三角格子ハバード模型における光学伝導度特性
強相関電子系の伝導系においてその結晶構造に幾何学的フラストレーションを含んでいる場合の「フラストレーション」の効果というのは
あまり研究が進んでいません。そこで、その伝導系が強い電子間のクーロン斥力Uのために絶縁体になる直前および直後(モット転移近傍)における光学伝導度を調べました。用いた模型は
幾何学的フラストレーションをミニマルに含んだ三角格子ハバード模型です。この模型をクラスター動的平均場理論を用いて解析しました。
光学伝導度のエネルギー依存性はクーロン斥力の変化とともに大きくその低エネルギー部分に変化を見せます(右上図)。
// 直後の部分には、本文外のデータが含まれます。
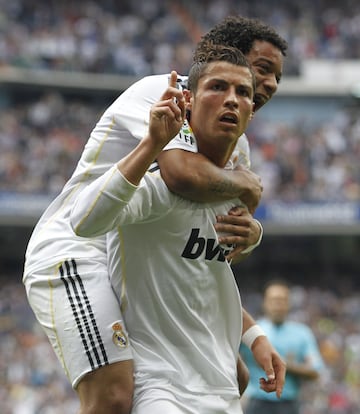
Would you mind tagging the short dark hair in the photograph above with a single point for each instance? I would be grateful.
(211, 52)
(241, 32)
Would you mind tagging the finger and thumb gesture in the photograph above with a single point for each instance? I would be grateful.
(168, 114)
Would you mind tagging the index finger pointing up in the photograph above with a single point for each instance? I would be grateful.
(173, 79)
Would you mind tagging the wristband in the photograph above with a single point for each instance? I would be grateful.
(254, 246)
(251, 334)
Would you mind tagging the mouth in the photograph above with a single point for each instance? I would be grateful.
(229, 118)
(260, 100)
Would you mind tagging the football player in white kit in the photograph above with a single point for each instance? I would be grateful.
(184, 312)
(66, 276)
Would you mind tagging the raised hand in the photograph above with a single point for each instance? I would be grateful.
(168, 114)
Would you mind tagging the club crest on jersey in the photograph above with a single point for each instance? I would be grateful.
(186, 134)
(120, 338)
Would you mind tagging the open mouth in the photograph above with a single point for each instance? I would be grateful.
(229, 118)
(259, 100)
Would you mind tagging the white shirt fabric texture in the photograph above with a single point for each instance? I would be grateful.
(184, 314)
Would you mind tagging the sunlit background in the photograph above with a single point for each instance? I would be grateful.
(63, 62)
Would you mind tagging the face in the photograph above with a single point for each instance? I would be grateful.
(221, 108)
(266, 61)
(276, 303)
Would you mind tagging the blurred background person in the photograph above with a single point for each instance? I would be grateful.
(297, 345)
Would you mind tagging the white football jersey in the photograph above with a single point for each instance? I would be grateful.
(114, 136)
(184, 314)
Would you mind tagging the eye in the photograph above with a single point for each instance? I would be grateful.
(243, 92)
(217, 87)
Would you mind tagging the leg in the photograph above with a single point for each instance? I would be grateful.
(78, 309)
(107, 390)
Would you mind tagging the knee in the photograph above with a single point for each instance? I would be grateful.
(114, 399)
(108, 390)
金属領域(赤線、小さいU)ではいわゆるドルーデピークが振動数0に見られますが、Uの増加と共にそれは消失します。また、インコヒーレントな高エネルギーのピークは
Uの程度の振動数に位置しています。絶縁体側(青線)のモット転移近傍では低エネルギーにエネルギーにピークを持つことが見て取れます。モット転移の臨界終点近傍においてこの低エネル
ギー部分の積分値に関する解析を行うと、その値はドルーデの重みと連続的に繋がることがわかりました(右下図)。このことからこれらの量が光学伝導度における「秩序変数」のような役割
を果たしていることが期待できます。しかしながら臨界指数は通常期待されるものとは異なっており、その起源について今後さらなる研究の発展が望まれます。